Widespread adoption of cloud computing has been a game changer for many businesses. However, the high-profile data privacy case that pits Microsoft Corp. against the U.S. Department of Justice may be a prelude to stormy weather. The case, which will be argued in the U.S. Court of Appeals for the Second Circuit on Sept. 9, could determine whether the U.S. government has the power to seize the personal data of a company’s clients, even when that data resides overseas.
The case has attracted a lot of attention because Microsoft and the many companies and organizations that have supported its position fear that an adverse ruling could shake customer trust in U.S. cloud providers. Andrew Pincus, a Mayer Brown partner who filed an amicus brief for the U.S. Chamber of Commerce and other organizations, said that a government win would set a “very dangerous precedent” that could lead other countries to seize data on U.S. servers. “If the U.S. government does the same thing, how is the U.S. government supposed to oppose that?” he said.
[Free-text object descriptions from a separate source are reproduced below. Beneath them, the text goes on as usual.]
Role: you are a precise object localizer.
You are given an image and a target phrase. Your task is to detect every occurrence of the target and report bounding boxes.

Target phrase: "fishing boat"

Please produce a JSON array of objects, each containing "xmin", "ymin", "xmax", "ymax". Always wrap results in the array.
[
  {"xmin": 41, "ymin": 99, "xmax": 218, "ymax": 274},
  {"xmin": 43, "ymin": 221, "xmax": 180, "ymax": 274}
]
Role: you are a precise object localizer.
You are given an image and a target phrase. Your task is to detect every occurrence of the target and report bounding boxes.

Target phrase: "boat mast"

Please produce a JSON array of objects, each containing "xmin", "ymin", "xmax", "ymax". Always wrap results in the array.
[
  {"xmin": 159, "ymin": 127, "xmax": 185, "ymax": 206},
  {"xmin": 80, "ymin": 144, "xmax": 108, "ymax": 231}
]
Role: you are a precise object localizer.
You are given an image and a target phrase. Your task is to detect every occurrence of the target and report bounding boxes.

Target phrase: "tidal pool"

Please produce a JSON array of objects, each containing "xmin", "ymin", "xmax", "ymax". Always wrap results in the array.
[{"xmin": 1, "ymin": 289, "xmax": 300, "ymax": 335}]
Microsoft v. United States (aka the “Microsoft Ireland” litigation) began as a narcotics case. In December 2013, the DOJ, which declined to comment for this report, issued a warrant to access email communications of an unnamed user of Microsoft’s MSN email service in order to investigate drug trafficking. The user’s email records were stored on a Microsoft server in Dublin. But instead of seeking access to the emails through the government’s mutual legal assistance treaty (MLAT) with Ireland, the DOJ ordered Microsoft to copy the records and turn them over. The company refused and lost in the ensuing litigation before a federal magistrate judge and a district judge in the U.S. District Court for the Southern District of New York.